Baptists and the American Civil War: March 23, 1861

The Georgia Secession Convention adopts a new state constitution (to be ratified by voters in July) and then adjourns. Article II, Section VII of the Constitution deals with the issue of slavery:

1. The importation or introduction of negroes from any foreign country, other than the slave-holding States or Territories of the United States of America, is forever prohibited.

2. The General Assembly may prohibit the introduction of negroes from any State; but they shall have no power to prevent immigrants from bringing their slaves with them.

3. The General Assembly shall have no power to pass laws for the emancipation of slaves.

4. Any person who shall maliciously kill or maim a slave, shall suffer such punishment as would be inflicted in case the like offence had been committed on a free white person.

The slave clauses, in short: prohibit the importation of northern free blacks; prohibit the importation of slaves from other nations (echoing laws already in place in the United States; for the South, this prevents a flood of new slaves that would drive down the market value of present individual slaves); and prohibit the emancipation of enslaved blacks.

In addition, the Georgia Constitution mandates punishment for “malicious” injury to slaves.

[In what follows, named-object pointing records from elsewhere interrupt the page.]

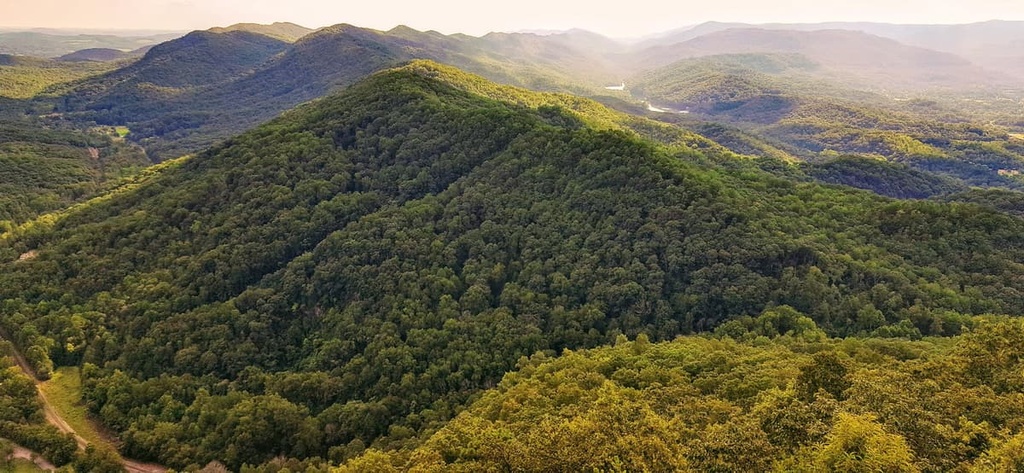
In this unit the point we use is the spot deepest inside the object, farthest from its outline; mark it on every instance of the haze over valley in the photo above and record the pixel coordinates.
(729, 246)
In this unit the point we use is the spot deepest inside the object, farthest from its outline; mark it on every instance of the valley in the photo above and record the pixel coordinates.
(270, 248)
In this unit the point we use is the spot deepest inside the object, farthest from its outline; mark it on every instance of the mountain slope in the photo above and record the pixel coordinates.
(283, 31)
(173, 121)
(100, 55)
(54, 45)
(23, 77)
(359, 268)
(777, 397)
(44, 170)
(848, 55)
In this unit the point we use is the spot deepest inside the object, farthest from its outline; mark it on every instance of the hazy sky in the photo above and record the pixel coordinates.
(628, 17)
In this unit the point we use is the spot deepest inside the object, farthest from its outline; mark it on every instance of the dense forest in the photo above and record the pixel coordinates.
(358, 271)
(22, 422)
(48, 168)
(767, 393)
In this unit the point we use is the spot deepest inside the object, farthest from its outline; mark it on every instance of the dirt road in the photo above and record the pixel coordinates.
(22, 453)
(53, 417)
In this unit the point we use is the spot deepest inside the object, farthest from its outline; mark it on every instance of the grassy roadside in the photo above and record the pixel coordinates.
(64, 391)
(22, 466)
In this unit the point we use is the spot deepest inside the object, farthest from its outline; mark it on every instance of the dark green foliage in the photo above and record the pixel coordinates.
(45, 169)
(353, 272)
(22, 415)
(187, 94)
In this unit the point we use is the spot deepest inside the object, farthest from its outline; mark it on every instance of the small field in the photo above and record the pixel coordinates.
(22, 466)
(64, 391)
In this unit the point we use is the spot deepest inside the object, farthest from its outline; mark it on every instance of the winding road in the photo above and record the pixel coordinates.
(53, 417)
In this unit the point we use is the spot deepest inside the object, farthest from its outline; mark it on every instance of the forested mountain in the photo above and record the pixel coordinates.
(54, 45)
(767, 394)
(356, 271)
(848, 56)
(23, 77)
(102, 54)
(781, 98)
(284, 31)
(47, 170)
(989, 44)
(239, 79)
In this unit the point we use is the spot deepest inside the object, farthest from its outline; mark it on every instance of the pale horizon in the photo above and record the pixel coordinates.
(642, 17)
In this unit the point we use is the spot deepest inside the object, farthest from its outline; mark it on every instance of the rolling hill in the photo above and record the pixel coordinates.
(54, 45)
(225, 95)
(357, 270)
(102, 55)
(288, 32)
(846, 56)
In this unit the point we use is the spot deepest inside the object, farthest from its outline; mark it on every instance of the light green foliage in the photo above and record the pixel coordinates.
(681, 405)
(355, 272)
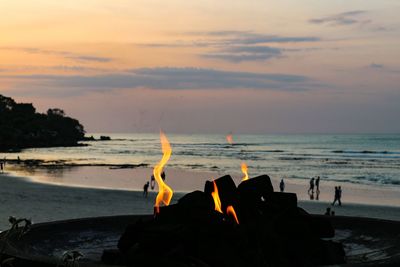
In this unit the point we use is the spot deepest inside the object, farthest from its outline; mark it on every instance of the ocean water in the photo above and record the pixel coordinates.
(358, 159)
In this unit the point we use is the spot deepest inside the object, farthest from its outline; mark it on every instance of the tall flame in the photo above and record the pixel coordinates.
(244, 170)
(217, 200)
(165, 192)
(229, 139)
(231, 211)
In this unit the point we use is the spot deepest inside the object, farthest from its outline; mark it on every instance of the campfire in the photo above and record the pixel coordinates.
(227, 225)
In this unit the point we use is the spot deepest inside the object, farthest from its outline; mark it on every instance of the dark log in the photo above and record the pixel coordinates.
(252, 191)
(226, 190)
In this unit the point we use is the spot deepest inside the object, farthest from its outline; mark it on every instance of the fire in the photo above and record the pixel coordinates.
(229, 139)
(165, 192)
(217, 200)
(244, 170)
(231, 211)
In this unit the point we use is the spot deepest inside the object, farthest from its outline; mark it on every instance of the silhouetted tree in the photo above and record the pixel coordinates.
(22, 127)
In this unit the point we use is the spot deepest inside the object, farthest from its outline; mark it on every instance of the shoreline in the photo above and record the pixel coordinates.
(108, 177)
(41, 202)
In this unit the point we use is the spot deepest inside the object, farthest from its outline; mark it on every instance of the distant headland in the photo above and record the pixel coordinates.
(22, 127)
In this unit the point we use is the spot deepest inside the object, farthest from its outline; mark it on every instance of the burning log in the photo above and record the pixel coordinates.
(273, 231)
(226, 191)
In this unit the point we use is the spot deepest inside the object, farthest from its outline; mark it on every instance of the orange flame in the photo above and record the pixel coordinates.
(231, 211)
(244, 170)
(229, 139)
(165, 192)
(217, 200)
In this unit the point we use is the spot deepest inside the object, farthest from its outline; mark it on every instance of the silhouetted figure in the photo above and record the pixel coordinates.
(282, 185)
(311, 186)
(152, 182)
(338, 194)
(146, 189)
(328, 211)
(317, 184)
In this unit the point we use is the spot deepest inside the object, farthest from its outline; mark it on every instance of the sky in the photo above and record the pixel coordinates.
(254, 66)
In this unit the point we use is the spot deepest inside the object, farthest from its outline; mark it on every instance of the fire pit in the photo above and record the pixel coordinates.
(223, 225)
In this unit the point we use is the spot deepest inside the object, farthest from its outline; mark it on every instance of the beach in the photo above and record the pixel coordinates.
(48, 197)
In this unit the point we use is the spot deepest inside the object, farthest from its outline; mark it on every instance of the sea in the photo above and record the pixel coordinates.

The “malicious” injury clause masks an inherent conundrum: while white southern slaveholders and other pro-slavery advocates (including many Baptist preachers and editors) frequently cite the less-than-human nature of blacks as a rationale for enslaving Africans, the Georgia Constitution officially proclaims that blacks are indeed human. This inherent tension will remain throughout the war, playing out in the pulpit and religious press, among other venues.